She's Houdini with a jump shot

 

If you decide to go to the Convocation Center for any of the Eastern Michigan women’s basketball games anytime soon, don’t be surprised if you see a magician.

No, you won’t see someone in the crowd pulling rabbits out of a hat, or even someone doing a disappearing act. What you’ll see is what Eagle coaches, players and fans have been seeing for the past two seasons: Tavelyn James.

“My mom always calls me the magician,” James said, a 5-foot-7 guard. “She says that whenever she comes to the games I tend to make magic.”

Heading into Wednesday’s contest against the University of Toledo, James led the Mid-American Conference in scoring (20.2 points per game) and three-pointers made (44). Her points per game were good enough for 14th in the country; the nation’s leader, Dawn Evans of James Madison, averages 26.8.

“She’s a scorer, a true scorer. Every team needs one, and she’s ours,” said junior Cassie Schrock, the MAC leader in assists with 6.86 per game. “I just try to find her.”

In a game earlier this season against Rochester College, James was found quite often. After putting up 39 points, she became the school record holder for points in a game.

Her coach has something else she’d rather call James.

“She’s just amazing,” coach AnnMarie Gilbert said. “She’s a scorer, but she can drive when you need her to drive. She can rebound the basketball. She got a few steals in the last game. She’s just becoming a better all-around player.

“Last year she just really shot the three.
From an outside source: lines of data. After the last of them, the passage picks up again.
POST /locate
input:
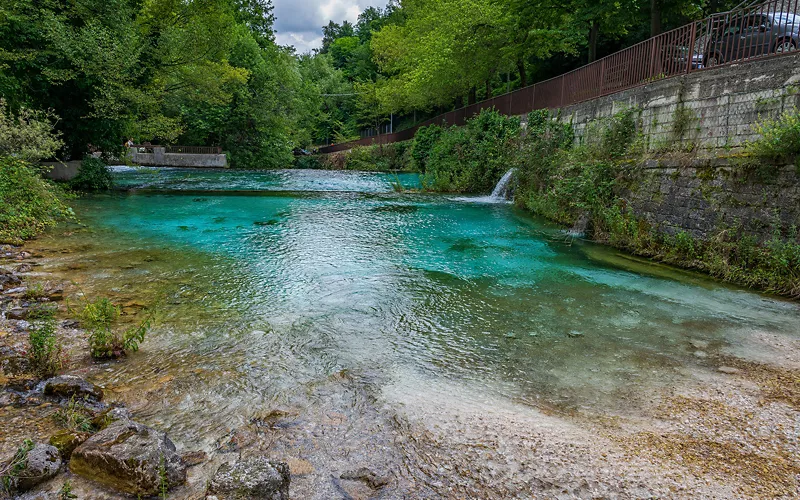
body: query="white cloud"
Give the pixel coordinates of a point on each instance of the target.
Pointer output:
(300, 22)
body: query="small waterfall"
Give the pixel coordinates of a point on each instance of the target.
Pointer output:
(503, 190)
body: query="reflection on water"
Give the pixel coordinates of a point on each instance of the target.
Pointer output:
(267, 295)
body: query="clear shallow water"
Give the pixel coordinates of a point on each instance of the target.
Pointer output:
(271, 289)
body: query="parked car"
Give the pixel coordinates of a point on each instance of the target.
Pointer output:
(753, 35)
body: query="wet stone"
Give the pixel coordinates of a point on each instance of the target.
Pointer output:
(42, 463)
(256, 478)
(66, 442)
(68, 386)
(367, 476)
(130, 457)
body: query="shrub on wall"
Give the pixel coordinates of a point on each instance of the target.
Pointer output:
(473, 158)
(28, 203)
(93, 175)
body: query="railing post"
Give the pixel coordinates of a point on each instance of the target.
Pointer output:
(602, 75)
(692, 40)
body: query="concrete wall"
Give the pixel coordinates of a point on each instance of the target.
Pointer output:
(704, 197)
(159, 158)
(719, 106)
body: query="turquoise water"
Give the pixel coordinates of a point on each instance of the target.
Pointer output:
(274, 281)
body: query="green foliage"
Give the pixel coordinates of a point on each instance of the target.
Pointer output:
(74, 417)
(563, 182)
(29, 135)
(44, 348)
(105, 342)
(28, 203)
(11, 470)
(65, 493)
(93, 175)
(424, 140)
(473, 158)
(779, 139)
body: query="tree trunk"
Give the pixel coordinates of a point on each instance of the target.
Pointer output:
(655, 17)
(594, 31)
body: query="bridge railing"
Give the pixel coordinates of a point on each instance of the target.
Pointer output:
(762, 29)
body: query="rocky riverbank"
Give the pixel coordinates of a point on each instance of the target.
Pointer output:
(61, 438)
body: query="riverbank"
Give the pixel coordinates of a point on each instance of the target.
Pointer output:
(719, 422)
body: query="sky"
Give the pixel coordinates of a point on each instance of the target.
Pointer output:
(300, 22)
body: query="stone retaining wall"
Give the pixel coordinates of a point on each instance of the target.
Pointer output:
(710, 109)
(710, 196)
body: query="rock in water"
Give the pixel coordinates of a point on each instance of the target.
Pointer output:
(67, 386)
(129, 457)
(368, 477)
(66, 442)
(256, 478)
(41, 463)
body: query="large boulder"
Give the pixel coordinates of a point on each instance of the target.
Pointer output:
(41, 463)
(129, 457)
(68, 386)
(256, 478)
This year she can put it on the bounce a little bit, she can go down, dig down and get steals and the long rebounds.”

Gilbert was also quick to note just where she thinks her talented guard ranks among the other elite players in college basketball.

“I just think she’s one of the better small guards in the country,” Gilbert said. “I saw what she did against (then No. 5 in the country) Notre Dame (a 69-59 loss to the Irish in which James scored 21 points) and in that game she was the best player on the floor, hands down.”
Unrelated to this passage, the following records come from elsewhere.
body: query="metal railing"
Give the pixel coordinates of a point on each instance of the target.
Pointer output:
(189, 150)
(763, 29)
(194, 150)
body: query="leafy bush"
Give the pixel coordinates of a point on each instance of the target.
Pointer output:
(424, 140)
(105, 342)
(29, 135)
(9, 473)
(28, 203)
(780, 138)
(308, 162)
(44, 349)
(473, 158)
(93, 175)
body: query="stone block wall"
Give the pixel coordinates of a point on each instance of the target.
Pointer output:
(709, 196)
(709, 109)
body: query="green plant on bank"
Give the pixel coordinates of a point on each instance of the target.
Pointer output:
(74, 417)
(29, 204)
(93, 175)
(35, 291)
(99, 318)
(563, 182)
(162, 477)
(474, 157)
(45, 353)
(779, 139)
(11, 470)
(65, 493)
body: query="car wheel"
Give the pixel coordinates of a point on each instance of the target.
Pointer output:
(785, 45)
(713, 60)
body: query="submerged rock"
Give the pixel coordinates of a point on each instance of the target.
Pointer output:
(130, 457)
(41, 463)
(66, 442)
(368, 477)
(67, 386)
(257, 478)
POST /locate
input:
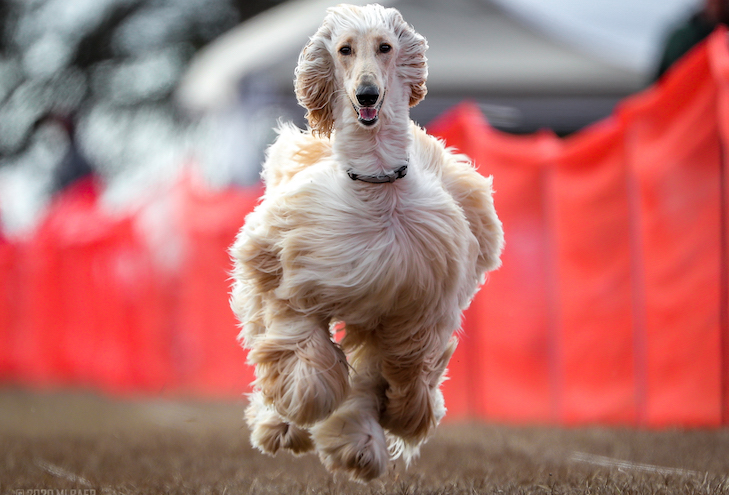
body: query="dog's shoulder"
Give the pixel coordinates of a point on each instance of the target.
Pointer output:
(293, 151)
(434, 156)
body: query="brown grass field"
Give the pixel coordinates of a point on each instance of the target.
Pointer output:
(82, 444)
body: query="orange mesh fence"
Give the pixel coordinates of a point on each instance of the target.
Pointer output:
(610, 307)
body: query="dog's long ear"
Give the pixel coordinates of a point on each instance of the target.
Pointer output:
(314, 82)
(412, 63)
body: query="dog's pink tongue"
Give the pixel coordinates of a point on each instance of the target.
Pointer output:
(367, 113)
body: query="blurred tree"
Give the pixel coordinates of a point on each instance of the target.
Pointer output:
(113, 65)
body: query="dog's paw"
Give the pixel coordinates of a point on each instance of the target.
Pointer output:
(411, 413)
(306, 384)
(352, 443)
(270, 432)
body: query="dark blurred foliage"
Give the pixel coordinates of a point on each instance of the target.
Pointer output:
(61, 57)
(87, 86)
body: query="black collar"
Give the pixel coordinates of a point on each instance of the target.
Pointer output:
(380, 178)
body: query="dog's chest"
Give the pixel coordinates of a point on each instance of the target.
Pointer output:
(379, 248)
Those words mean a lot if you realize the Irish are ranked third in the country and undefeated.

But to get a better understanding of who James really is and what has got her to this point, you have to go back a few years to when she was in high school.

As a student at Detroit’s Mackenzie High, James was in a unique situation; her dad was her coach. Usually, players whose parents are the coach seem to get favored. In James’ case, it seemed almost the opposite.

“He was harder on me because he knew I could do better because he knew I could be successful,” she said.

She did in fact seem to thrive under the circumstances. She achieved All-State honors each of her prep seasons, even after transferring to Detroit Mumford for her senior year.

There she averaged more than 23 points and was second in the state in scoring. Even the adjustment to college hasn’t slowed James down.

But as James and her teammates start to get into the wear and tear that is the MAC regular season, there’s only a couple things on the mind of “the magician.”

“Our goals are to win the MAC West division and then to also win the MAC,” James, 19, said. “Hopefully if we do that we can make it to the NCAA (tournament). We want to accomplish things that we didn’t get to accomplish last year as a team.

“That’s even the little things like becoming closer as a team and being able to be a teammate whether we’re on or off the court. More like a sisterhood.”

James, a biology major, who enjoys going to the movies, strawberry shakes from Red Robin and a few rounds of bowling (her best is a 258 game), believes she and her teammates are definitely close, and it shows in their off-court activities.

“Most of the things we do when we don’t have practice are as a team,” James said. “We take turns having cookouts at each girls place and this past weekend, we all went shopping together.”

Hopefully the chemistry will help bring home the Eagles’ first conference championship since the 2003-04 season.

With a little bit of magic, anything seems possible.